Con estas coordenadas es fácil ver que en la sociedad española hay una deuda de gratitud hacia el Rey emérito que ha legitimado la monarquía con los hechos. Él pudo a la muerte de Franco haber luchado por mantener en sus manos las prerrogativas del dictador, pero quiso que su reinado se asemejara a las monarquías parlamentarias europeas y supo aplicar bien esa máxima de Bodino, que en los Seis libros de la República decía que el Rey «no debe ni puede querer todo lo que puede». Y ni qué decir tiene que la monarquía fue, junto con todos los españoles en conjunto, la gran triunfadora de la aciaga noche del 23 F.

Sin embargo, el momento sociopolítico de la España de 2015 nada tiene que ver con el de los años 70 y 80: Felipe VI no va a traer la democracia y nada hace presagiar que haya aventura política alguna que legitime su reinado como ocurrió en 1981. Por tanto, debe ser él, y solamente él, quien en unos momentos como los que estamos viviendo, con partidos emergentes que no hablan claro de la cuestión monárquica, haga ver la utilidad de la existencia de la monarquía. Pero no es nada fácil este planteamiento. ¿Cómo se vende a la sociedad actual que una institución como la Corona, que no se basa ni en la igualdad, ni el mérito, ni en la capacidad es clave para la convivencia pacífica de todos y para el desarrollo del país? Varias palabras (muy en boca de todos últimamente, por cierto) pueden resolver la pregunta: ejemplaridad, transparencia y, quizá lo más importante, seriedad, en un país lacerado por el espectáculo de corrupción política al que se asiste un día sí y otro también y que ha creado una desafección total hacia las instituciones.

Y haciendo balance de este año de reinado, no puede negarse que las medidas adoptadas por Felipe VI para traslucir esa seriedad básica de la que hablo, han sido inmejorables: en julio de 2014, por voluntad del Rey, se encargó una auditoría externa de sus cuentas realizada por la Intervención General del Estado, convirtiéndose el de 2015 en el primer ejercicio auditado de los presupuestos de un Rey de España. También encargó el propio monarca un código de conducta para el personal laboral del Palacio de La Zarzuela, acorde a la nueva ley de transparencia, y pidió un acuerdo entre la Corona y la Abogacía General del Estado para disponer de un asesoramiento jurídico permanente que asegure que toda su actividad se ajusta a la ley. En febrero de 2015, Felipe VI decidió rebajar su sueldo en un 20 % y en un gesto acertado prohibió a los miembros de su familia trabajar para empresas, tener negocios en el sector privado o dedicarse a cualquier otro empleo que no sea el de representación institucional.

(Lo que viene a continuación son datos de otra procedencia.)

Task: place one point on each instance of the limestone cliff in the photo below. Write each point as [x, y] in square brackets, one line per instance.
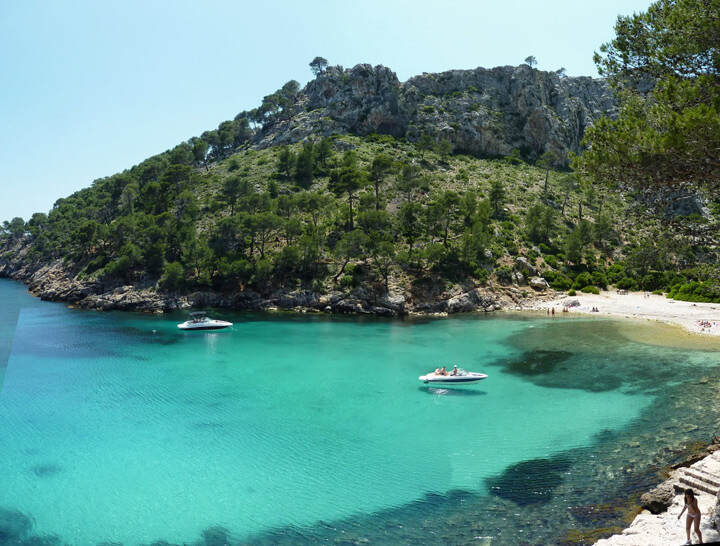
[487, 112]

Todas estas decisiones encaminadas a una mayor transparencia de la Casa Real son excelentes pero no puede asegurarse que suficientes. Y Don Felipe lo sabe porque la distancia entre el ciudadano y las más altas instancias del país es hoy en día abismal. Él mismo lo reconoció ante las Cortes Generales cuando afirmó que deseaba una España «en la que los ciudadanos recuperen y mantengan la confianza en sus instituciones y una sociedad basada en el civismo y en la tolerancia, en la honestidad y en el rigor, siempre con una mentalidad abierta y constructiva y con un espíritu solidario».

Muy difícil es superar -incluso en calidad literaria- las palabras de Don Felipe y sólo la ejemplaridad de la que hablaba podrá legitimar la «monarquía renovada para un tiempo nuevo» que tantos esperamos de él.

Carlos Nieto Sánchez es doctor en Historia contemporánea.